De overwinning op Corfu voltooide de bevrijding van de Ionische eilanden van de Franse overheersing en maakte grote indruk op Europa. De Ionische eilanden werden de steunpilaar van Rusland in de Middellandse Zee. Het Europese leger en de politici hadden niet zo'n beslissende en zegevierende uitkomst verwacht van de strijd tegen het machtige bolwerk van Frankrijk in de Middellandse Zee. Velen geloofden dat het heel moeilijk zou zijn om Vido in te nemen, terwijl Corfu helemaal onmogelijk zou zijn. Het fort had een voldoende garnizoen, ondersteund door een detachement schepen, eersteklas versterkingen, krachtige artilleriewapens, grote voorraden munitie en proviand, maar kon de aanval van Russische matrozen niet weerstaan. "Alle vrienden en vijanden hebben respect en respect voor ons", merkte admiraal Ushakov op.

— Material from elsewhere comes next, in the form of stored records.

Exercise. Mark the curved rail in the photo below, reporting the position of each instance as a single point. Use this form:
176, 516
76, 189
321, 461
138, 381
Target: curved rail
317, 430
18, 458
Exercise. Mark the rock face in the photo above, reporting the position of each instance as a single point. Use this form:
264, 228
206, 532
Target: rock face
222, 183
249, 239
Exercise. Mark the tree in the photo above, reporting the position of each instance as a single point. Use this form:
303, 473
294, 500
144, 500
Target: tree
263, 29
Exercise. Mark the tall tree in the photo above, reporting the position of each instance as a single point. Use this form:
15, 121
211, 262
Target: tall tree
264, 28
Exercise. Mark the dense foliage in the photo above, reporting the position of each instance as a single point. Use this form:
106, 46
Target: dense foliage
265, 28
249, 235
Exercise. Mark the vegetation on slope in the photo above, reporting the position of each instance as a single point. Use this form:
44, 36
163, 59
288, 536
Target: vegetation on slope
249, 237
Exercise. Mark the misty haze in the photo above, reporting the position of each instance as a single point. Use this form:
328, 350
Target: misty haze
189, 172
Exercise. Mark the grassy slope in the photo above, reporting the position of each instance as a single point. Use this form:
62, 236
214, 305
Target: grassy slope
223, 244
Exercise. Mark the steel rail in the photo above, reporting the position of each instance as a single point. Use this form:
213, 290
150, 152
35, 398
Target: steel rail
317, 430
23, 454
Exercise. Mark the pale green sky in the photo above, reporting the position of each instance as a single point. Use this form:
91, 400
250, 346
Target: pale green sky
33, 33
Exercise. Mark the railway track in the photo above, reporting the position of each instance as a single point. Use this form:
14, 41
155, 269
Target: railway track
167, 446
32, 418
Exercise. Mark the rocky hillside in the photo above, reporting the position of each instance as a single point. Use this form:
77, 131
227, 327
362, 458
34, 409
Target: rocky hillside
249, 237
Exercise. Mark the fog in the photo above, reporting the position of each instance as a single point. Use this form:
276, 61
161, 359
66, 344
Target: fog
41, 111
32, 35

De briljante vaardigheid van Russische matrozen werd ook erkend door de vijanden van Rusland - de Franse militaire leiders. Ze zeiden dat ze nog nooit zoiets hadden gezien of gehoord, zich niet voorstelden dat het alleen mogelijk was om met schepen de verschrikkelijke batterijen van Corfu en het eiland Vido te veroveren. Zo'n moed is bijna nooit gezien.

De verovering van Corfu toonde duidelijk de creatieve aard van de vaardigheid van admiraal Ushakov. De Russische admiraal toonde de gebrekkige mening dat een aanval op een sterke vesting vanuit zee onmogelijk was. Scheepsartillerie werd het belangrijkste middel dat zorgde voor de onderdrukking van vijandelijke kuststrijdkrachten. Daarnaast was er veel aandacht voor het Korps Mariniers, de organisatie van amfibische operaties om bruggenhoofden te veroveren en de bouw van kustbatterijen. De zegevierende aanval op Vido en Corfu vernietigde de theoretische constructies van West-Europese militaire specialisten. Russische matrozen hebben bewezen dat ze de moeilijkste gevechtsmissies kunnen uitvoeren. De aanval op het beschouwde onneembare zeefort is ingeschreven in de geschiedenis van de Russische school voor zeekunst.

Afbeelding
Afbeelding
Afbeelding
Afbeelding

Medaille geslagen ter ere van F. F. Oesjakov in Griekenland. Centraal Scheepvaartmuseum.